Hockey
Hockey is a family of stick sports where two opposing teams use hockey sticks to propel a ball or disk into a goal. There are many types of hockey, and the individual sports vary in rules, numbers of players, apparel, and playing surface. Hockey includes both summer and winter variations that may be played on an outdoor field, sheet of ice, or an indoor gymnasium. Some forms of hockey require skates, either inline, roller or ice, while others do not. The various games are usually distinguished by proceeding the word hockey with a qualifier, as in field hockey, ice hockey, roller hockey, rink hockey, or floor hockey.
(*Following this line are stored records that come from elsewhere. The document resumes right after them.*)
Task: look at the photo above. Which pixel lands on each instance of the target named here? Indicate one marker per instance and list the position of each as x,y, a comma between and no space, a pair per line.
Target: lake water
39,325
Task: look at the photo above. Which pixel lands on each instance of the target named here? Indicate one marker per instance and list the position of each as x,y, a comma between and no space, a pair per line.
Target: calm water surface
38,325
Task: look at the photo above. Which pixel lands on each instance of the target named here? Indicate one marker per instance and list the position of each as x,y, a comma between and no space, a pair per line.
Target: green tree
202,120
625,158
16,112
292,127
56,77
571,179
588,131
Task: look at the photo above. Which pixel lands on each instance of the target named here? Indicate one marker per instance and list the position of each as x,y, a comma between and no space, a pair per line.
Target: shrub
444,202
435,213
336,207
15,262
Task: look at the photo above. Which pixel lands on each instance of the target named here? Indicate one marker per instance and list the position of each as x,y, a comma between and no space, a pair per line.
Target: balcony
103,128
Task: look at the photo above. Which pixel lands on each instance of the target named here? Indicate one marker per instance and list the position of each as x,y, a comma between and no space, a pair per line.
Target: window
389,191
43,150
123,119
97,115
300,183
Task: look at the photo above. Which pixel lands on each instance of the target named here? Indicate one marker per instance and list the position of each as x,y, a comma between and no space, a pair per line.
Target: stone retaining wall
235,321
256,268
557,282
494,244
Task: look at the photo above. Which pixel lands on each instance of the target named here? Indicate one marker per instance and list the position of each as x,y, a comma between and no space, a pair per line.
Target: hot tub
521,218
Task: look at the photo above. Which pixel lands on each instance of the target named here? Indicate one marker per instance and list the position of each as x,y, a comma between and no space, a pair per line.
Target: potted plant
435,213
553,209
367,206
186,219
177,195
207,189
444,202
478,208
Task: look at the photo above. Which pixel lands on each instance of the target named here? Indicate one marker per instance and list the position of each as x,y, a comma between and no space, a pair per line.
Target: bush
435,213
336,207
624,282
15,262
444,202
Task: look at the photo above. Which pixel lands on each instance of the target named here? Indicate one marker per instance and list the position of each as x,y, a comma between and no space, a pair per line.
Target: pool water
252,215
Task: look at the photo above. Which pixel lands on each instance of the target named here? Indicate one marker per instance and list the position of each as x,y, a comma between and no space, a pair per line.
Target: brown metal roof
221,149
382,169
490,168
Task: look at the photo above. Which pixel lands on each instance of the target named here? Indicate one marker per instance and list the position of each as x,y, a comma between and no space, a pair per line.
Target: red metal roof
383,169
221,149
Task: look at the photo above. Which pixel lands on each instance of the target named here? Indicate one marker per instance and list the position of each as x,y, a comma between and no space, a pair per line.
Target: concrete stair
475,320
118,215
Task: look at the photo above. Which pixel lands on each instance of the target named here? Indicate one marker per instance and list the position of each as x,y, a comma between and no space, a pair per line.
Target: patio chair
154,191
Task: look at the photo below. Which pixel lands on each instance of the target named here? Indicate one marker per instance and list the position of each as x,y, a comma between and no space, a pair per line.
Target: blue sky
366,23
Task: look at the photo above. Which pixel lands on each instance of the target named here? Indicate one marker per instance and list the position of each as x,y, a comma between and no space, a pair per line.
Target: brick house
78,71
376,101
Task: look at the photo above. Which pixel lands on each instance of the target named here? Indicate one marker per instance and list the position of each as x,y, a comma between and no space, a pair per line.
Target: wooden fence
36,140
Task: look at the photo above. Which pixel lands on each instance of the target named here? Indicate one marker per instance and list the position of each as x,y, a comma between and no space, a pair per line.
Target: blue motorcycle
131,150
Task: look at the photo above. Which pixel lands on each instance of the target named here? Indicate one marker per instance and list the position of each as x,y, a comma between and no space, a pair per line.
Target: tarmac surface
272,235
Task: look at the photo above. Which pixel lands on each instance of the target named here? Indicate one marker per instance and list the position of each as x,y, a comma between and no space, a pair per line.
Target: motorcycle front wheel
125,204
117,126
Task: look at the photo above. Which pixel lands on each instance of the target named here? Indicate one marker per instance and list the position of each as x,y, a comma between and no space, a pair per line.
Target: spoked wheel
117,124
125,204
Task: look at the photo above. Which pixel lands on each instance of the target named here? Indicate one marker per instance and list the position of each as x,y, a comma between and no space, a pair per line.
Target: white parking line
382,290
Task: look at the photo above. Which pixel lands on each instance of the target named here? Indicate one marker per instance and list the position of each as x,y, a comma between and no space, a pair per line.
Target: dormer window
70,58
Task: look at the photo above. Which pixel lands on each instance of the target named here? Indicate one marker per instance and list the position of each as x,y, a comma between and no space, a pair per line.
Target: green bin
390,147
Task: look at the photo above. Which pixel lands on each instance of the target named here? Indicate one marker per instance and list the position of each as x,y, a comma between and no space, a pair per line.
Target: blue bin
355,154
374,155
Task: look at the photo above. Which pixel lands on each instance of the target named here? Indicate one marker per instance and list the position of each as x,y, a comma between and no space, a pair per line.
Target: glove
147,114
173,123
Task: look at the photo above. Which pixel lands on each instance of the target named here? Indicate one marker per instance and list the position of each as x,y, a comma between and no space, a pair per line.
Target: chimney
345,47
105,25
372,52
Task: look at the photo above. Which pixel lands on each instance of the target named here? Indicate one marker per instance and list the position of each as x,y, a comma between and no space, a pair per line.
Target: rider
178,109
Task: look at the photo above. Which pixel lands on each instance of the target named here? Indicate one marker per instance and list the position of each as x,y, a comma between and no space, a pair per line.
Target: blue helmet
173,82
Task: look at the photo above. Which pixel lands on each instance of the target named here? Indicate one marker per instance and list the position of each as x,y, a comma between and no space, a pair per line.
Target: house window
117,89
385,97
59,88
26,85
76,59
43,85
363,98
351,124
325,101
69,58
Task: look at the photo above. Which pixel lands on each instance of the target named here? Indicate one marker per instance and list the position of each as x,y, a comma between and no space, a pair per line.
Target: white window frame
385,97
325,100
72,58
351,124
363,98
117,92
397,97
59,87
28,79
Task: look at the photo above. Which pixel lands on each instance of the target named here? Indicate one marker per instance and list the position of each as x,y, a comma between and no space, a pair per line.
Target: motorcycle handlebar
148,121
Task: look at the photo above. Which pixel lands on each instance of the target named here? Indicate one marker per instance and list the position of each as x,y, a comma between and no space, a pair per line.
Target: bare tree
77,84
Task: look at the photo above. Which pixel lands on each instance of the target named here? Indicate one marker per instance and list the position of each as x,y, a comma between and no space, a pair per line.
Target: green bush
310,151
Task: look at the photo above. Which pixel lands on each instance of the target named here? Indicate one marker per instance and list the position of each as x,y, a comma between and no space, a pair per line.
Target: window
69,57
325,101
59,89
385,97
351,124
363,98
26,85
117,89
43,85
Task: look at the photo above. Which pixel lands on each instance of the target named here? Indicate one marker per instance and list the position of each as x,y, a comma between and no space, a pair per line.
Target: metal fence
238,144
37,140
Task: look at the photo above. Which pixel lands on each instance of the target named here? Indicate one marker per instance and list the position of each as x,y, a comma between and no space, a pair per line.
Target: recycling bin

In each of these sports, two teams play against each other by trying to manoeuvre the object of play, either a type of ball or a disk, into the opponent's goal using a hockey stick. Two notable exceptions use a straight stick and an open disk with a hole in the center instead. The first case is a style of floor hockey whose rules were codified in 1936 during the Great Depression by Canada's Sam Jacks. The second case involves a variant which was later modified in roughly the 1970s to make a related game that would be considered suitable for inclusion as a team sport in the newly emerging Special Olympics. The floor game of gym ringette, though related to floor hockey, is not a true variant because it was designed in the 1990s and modelled on the Canadian ice skating team sport of ringette, which was invented in Canada in 1963. Ringette was also invented by Sam Jacks, the same Canadian who codified the rules for the open disk style of floor hockey in 1936.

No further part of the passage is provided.